We believe that the case of Board of Trustees v State ex Laird, supra comes nearest to being decisive of this case. And in effect the court held that the appointment must be made from the certified list although in {hat case it was an original appointment not a promotion. In that case the certified list consisted originally of three names but because of death of one party was reduced to two names. In the instant case the law and the Civil Service Commission, rule provides that only one name can be certified since this comes under the head of promotions. Now if in the case of original appointments the appointing authority is restricted to the certified list, certainly the same rule should hold time in the case of a promotional appointment.

Now aside from all cited cases it would seem that the path of the court in this case is clearly charted by §486-15 GC and by §2 of Rule 15 of the Civil Service Commission rules. Both provide in case of promotional examination only the name of the person having the highest rating shall be certified to the appointing authority. This language is plain and unambiguous. We believe they are not violative of the provision of the Constitution upon this subject. This court can not place such a strained construction upon such a .statute and rule as to make them mean something entirely different than what they actually say.

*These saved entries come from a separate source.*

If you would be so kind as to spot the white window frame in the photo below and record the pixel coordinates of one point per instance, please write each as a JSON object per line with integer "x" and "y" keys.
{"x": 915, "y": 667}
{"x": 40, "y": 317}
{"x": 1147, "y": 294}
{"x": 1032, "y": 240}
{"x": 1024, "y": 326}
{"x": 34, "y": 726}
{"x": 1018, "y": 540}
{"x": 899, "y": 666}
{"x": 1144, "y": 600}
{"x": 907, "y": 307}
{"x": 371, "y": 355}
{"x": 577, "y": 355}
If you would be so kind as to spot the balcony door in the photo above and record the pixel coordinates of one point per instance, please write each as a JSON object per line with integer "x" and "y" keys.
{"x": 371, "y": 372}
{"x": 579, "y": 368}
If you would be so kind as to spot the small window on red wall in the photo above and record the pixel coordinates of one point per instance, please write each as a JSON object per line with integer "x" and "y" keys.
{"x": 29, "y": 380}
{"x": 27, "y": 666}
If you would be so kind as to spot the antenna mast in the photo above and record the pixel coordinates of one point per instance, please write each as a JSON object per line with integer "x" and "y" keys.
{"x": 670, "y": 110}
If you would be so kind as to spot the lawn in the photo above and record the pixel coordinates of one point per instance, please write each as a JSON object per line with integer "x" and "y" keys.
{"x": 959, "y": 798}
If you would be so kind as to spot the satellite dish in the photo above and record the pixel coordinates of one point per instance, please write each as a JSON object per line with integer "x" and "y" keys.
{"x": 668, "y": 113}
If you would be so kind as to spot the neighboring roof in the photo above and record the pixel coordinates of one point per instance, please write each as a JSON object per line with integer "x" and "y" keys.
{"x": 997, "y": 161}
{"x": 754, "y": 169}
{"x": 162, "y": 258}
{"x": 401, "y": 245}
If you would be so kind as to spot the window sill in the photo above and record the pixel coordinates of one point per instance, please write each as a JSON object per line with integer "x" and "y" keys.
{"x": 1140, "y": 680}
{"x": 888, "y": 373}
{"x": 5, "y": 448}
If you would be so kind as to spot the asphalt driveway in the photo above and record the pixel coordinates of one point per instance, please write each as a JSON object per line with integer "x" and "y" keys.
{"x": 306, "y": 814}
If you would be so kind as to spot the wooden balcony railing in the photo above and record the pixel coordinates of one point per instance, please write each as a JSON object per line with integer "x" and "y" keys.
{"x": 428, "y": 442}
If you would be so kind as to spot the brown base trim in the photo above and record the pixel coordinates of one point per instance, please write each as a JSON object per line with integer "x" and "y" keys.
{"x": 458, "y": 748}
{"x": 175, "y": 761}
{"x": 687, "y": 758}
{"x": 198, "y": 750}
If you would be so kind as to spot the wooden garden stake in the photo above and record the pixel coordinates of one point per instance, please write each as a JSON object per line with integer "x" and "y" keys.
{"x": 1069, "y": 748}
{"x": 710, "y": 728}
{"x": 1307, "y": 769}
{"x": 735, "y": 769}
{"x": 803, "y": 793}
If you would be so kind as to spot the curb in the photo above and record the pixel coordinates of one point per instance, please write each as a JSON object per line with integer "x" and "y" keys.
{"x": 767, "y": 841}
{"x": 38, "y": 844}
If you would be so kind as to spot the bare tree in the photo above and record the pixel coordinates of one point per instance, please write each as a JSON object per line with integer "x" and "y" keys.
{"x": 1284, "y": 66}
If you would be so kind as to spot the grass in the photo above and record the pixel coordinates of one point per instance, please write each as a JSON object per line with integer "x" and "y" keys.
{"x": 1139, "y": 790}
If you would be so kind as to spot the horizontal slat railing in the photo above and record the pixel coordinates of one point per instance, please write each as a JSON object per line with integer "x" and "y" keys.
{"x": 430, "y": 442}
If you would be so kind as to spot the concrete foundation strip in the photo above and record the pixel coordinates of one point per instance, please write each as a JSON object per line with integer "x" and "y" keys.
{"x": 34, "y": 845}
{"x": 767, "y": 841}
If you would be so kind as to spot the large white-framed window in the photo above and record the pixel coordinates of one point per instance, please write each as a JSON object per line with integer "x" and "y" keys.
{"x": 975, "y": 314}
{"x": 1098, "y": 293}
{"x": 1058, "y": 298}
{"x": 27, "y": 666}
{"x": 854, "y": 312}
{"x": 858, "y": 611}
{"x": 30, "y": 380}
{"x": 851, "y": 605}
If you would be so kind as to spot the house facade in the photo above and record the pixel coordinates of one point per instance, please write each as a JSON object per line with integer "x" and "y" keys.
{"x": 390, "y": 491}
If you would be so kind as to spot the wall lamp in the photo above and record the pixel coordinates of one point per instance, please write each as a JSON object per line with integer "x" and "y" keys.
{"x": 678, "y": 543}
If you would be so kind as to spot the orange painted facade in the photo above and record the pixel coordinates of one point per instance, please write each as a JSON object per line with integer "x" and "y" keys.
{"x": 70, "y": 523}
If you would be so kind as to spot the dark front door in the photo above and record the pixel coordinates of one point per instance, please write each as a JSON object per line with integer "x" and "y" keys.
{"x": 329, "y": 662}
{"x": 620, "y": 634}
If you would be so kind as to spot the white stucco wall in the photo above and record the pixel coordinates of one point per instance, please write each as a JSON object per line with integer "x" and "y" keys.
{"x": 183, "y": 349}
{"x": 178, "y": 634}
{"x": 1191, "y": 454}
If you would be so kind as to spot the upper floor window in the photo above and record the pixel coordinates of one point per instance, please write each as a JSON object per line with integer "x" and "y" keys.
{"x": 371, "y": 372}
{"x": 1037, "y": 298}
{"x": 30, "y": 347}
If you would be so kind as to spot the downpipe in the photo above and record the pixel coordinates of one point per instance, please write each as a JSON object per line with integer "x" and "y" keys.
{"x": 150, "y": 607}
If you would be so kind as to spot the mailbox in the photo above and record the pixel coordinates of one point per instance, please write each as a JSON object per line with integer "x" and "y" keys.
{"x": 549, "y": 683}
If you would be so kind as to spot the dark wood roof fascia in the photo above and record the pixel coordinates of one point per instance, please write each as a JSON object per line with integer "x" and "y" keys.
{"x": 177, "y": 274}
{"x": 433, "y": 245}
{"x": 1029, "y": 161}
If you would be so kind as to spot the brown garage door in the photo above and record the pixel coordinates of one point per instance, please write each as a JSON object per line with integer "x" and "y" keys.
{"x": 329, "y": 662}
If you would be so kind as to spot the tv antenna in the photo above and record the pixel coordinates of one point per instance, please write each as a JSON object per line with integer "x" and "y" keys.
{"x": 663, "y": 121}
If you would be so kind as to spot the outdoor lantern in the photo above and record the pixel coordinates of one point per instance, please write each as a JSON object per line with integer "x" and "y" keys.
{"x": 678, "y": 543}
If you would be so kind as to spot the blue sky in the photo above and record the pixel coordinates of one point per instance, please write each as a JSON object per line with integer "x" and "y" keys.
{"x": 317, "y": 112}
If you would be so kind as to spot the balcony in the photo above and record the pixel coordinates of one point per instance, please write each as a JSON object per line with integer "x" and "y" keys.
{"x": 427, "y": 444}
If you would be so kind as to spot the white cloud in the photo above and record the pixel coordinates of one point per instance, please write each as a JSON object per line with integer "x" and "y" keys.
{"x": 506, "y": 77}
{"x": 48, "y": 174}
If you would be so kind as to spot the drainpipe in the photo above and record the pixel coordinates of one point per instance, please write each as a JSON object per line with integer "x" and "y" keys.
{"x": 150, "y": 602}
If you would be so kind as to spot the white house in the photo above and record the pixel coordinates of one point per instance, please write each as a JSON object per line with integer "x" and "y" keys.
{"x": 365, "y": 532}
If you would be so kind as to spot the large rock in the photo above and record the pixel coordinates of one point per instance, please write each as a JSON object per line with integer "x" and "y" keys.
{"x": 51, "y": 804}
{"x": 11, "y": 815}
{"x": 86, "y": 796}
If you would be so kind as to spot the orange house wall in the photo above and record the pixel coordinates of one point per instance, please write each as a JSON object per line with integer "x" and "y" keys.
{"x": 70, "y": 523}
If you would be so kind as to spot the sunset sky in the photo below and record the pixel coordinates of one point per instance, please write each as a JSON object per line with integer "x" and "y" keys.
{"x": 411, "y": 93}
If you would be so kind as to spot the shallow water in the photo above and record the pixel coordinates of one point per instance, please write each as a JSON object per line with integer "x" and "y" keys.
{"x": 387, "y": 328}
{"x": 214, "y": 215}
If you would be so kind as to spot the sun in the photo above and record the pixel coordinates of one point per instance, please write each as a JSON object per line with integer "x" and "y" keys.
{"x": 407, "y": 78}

If wording of laws or rules are to be changed, it should not be done by judicial interpretation but rather by the act of the Legislature or of the city Civil Service Commission. Whether or not this statute and rule represent the best public policy is not for this court to decide.

Frankly, the court can see considerable merit in the contention of respondents as to giving discretionary power to the appointing authority in all appointments. And undoubtedly the city by its charter can make such provision as will conform to the interpretation here sought by respondents.

By reason of the plain provision of the statute and of the Civil Service Commission rule this court is of opinion that the relator is entitled to the relief prayed for in his petition.